Simon is not good with it when something he wants is suddenly not his anymore.
Simon was really, really looking forward to seeing Kansas.
We went to SIRE. We let him use the bathroom, we showed him that it was starting to rain, and we were going to talk to the people there, but they were off, taking care of the horses. Instead, we explained to him, repeatedly, that the horses would be scared by the storms, and so there wouldn’t be a lesson tonight. We asked him if he wanted the horses to be scared, and he said no.
Then we left.
And he cried. He got upset. He was not a happy camper by any stretch of anyone’s imagination.
I told him it was okay to cry. It was okay to be upset. But he needed to get over it.
We took him “shopping” at some of the big box stores down the road. We wandered around, letting him get something for the drive and also giving ourselves a bit of a break before hitting rush hour traffic on the way home.

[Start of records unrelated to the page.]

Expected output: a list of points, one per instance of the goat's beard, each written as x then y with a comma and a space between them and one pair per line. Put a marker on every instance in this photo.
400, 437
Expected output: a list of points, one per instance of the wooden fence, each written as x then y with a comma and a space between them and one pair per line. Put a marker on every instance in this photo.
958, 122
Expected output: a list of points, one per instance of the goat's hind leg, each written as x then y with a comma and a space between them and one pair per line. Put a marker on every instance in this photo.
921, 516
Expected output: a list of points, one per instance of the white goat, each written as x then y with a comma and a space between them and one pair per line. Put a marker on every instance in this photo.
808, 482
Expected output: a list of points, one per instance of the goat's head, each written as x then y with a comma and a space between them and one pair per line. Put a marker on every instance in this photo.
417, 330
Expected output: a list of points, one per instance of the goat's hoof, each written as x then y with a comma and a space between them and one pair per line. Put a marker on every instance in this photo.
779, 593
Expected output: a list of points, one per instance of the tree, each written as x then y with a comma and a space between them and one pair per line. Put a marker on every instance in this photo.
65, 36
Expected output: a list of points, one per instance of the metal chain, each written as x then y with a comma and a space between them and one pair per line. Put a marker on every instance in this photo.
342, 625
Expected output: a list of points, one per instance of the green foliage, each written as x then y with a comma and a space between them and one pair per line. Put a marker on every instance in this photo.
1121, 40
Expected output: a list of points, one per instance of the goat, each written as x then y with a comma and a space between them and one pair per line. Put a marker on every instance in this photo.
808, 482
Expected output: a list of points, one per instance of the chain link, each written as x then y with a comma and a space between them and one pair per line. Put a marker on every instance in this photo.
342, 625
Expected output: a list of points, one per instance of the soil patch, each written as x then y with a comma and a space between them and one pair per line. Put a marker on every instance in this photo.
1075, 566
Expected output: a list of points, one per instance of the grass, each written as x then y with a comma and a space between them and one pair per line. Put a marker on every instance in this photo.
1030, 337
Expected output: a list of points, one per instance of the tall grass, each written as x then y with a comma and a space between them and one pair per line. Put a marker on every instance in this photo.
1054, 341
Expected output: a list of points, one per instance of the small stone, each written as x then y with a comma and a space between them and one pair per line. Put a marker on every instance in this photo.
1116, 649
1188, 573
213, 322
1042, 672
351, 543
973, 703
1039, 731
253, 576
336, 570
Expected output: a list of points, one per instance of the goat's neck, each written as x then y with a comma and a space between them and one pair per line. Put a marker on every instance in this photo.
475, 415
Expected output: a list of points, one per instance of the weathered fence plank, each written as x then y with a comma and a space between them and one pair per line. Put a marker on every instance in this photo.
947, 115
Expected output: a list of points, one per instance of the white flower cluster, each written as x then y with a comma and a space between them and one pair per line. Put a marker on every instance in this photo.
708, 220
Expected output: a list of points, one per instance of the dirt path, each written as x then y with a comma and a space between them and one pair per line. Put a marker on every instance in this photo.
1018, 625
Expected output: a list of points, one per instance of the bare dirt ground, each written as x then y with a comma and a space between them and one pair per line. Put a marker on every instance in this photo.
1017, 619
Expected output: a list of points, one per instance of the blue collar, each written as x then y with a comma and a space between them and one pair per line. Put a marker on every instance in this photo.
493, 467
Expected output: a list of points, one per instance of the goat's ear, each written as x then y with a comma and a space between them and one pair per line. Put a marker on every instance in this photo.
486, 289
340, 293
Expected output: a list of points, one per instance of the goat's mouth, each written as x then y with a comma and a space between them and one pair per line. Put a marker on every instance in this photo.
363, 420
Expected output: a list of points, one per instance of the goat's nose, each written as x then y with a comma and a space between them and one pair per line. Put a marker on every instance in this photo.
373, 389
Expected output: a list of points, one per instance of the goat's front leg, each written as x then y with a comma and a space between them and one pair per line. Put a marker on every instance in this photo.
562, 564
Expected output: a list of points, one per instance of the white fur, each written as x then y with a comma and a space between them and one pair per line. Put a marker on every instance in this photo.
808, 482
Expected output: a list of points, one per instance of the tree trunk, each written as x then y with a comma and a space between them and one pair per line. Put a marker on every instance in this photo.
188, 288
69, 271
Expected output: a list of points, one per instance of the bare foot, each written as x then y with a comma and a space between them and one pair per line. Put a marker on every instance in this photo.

And next week, hopefully there will be horseback riding.
Let’s start with yesterday.
It was horseback riding time. And since SIRE will be part of a jousting event, his teacher decided to go ahead and have a jousting class. Because, you know, kids with swords on horses…what could possibly go wrong?
Okay, to be fair, nothing did. They were foam swords, and the kids got to remove rings with them and knock rings down and ride around and wave them. (The rules included not hitting the horses and not hitting their side riders. Pretty fair rules.)
Simon had a ball.
We were both exhausted. It’s about an hour drive each way, often more because of traffic. And it has been a long, long, long, long week.
But Simon loves it. He thinks it’s cool. He can tell you the name of his horse (Kansa) and what makes him walk (walk on) and what makes him trot (trot).
So we’ll be enrolling him in the summer classes. And in the fall classes. And in the spring classes next year, too. Because, well, it’s horses!
And then I crashed and burned after his lesson because my head was pounding, and when we stopped for dinner at Cracker Barrel, I foolishly sat where the sun could get at me. It speared my eye on and off for the whole meal, which is what brought the headache to full migraine status. Hence yesterday’s blog.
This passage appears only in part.